Trade sources suggest that funds were net sellers of both corn and soybean futures between Wednesday and Friday.

The corn market has been under heavy pressure since the onset of the coronavirus pandemic, as falling oil demand sharply cut ethanol production, which accounts for nearly 40% of annual corn use in the United States. U.S. farmers are also in the early stages of growing what is expected to be a record crop.

The U.S. Department of Agriculture on May 12 issued its first official outlooks for the 2020-21 season that begins Sept. 1 for U.S. corn and soybeans. USDA set U.S. corn ending stocks for the new year at 3.318 billion bushels, a 33-year high, while soybean stocks are pegged at 405 million bushels, a four-year low.

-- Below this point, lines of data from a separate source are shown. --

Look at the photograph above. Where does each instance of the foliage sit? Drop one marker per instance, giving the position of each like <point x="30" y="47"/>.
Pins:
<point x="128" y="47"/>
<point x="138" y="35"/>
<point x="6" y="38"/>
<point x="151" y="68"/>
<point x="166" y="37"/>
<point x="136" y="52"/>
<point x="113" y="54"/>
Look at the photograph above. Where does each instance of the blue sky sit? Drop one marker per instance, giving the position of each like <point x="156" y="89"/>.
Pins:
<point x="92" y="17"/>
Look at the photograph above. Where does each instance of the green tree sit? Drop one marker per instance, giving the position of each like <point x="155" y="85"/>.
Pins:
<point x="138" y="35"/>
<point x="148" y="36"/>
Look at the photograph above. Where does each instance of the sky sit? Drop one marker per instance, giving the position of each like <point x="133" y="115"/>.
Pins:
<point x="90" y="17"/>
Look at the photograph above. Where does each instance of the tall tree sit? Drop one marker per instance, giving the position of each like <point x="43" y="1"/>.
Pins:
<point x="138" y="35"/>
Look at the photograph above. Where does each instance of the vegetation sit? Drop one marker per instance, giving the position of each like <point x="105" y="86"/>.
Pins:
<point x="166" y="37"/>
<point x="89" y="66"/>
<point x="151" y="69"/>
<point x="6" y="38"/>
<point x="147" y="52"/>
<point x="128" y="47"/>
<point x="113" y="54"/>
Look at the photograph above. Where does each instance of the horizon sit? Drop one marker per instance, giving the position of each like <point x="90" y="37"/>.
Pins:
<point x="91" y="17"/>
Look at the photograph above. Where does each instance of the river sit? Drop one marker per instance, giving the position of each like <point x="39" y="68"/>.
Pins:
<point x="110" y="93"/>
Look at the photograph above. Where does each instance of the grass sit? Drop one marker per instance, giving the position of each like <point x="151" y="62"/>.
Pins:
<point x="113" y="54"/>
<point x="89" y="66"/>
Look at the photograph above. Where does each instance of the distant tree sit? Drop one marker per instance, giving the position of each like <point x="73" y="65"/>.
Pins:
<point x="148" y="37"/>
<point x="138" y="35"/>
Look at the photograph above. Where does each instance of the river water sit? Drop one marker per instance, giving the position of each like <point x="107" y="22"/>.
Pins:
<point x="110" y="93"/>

However, some analysts fear that the beginning soybean stocks for 2020-21 could be much higher than USDA predicts because the United States still has an anomalously high volume of beans to sell and ship before Aug. 31 in order to meet the target.

Much of that is likely riding on increased bookings from China, which is allegedly planning to start ramping up U.S. agricultural purchases as outlined in the bilateral Phase 1 trade agreement.

The United States is unhappy with China’s handling of the coronavirus outbreak, and that has placed the Phase 1 deal in jeopardy. However, U.S. officials insisted Friday that the deal was not falling apart.

Soybeans are by far China’s largest annual U.S. agricultural purchase, but market watchers have also been waiting for larger corn sales.

QUIET ELSEWHERE

Aside from corn and soybeans, money managers made very few changes to their views in the week ended May 12. They shaved 858 futures and options contracts from their Chicago wheat net long, bringing it to 2,982 contracts.

Most-active CBOT wheat futures have not settled below $5 per bushel since March 17. Friday’s finish of $5.00-1/4 was the lowest since that date, and the contract has generally trended downward since its recent peak of $5.87 on March 27.

Over the last three sessions, CBOT wheat was down nearly 3%, with most of that coming on Wednesday. Trade estimates suggest that commodity funds flipped into bearish territory late last week, ending on Friday at the most pessimistic levels since early October.

CBOT wheat futures are still relatively elevated compared with the same time in past few years, but global supplies are set to rise over the next year, and export competition is predicted to be especially tight.

Money managers have been mildly bullish toward Kansas City wheat futures and options since late March, though they reduced their net long to 3,895 contracts through May 12 from 7,834 in the prior week.

Funds’ net short in Minneapolis wheat futures and options set a record for the second week in a row through May 12, reaching 24,643 contracts. That compares with 23,893 contracts a week earlier.

Minneapolis wheat futures finished at $5.06-1/4 per bushel on Friday, the lowest mid-May level for the July contract since 2007.

Activity was minimal in the soy products through May 12, as money managers trimmed their net short in soybean meal futures and options by 573 contracts to 11,127. They also extended their net short in CBOT soybean oil to 7,865 contracts from 6,754 in the previous week.

Trade estimates indicate that commodity funds were straight sellers of soymeal futures between Wednesday and Friday, but net buyers of soybean oil.

The opinions expressed here are those of the author, a market analyst for Reuters.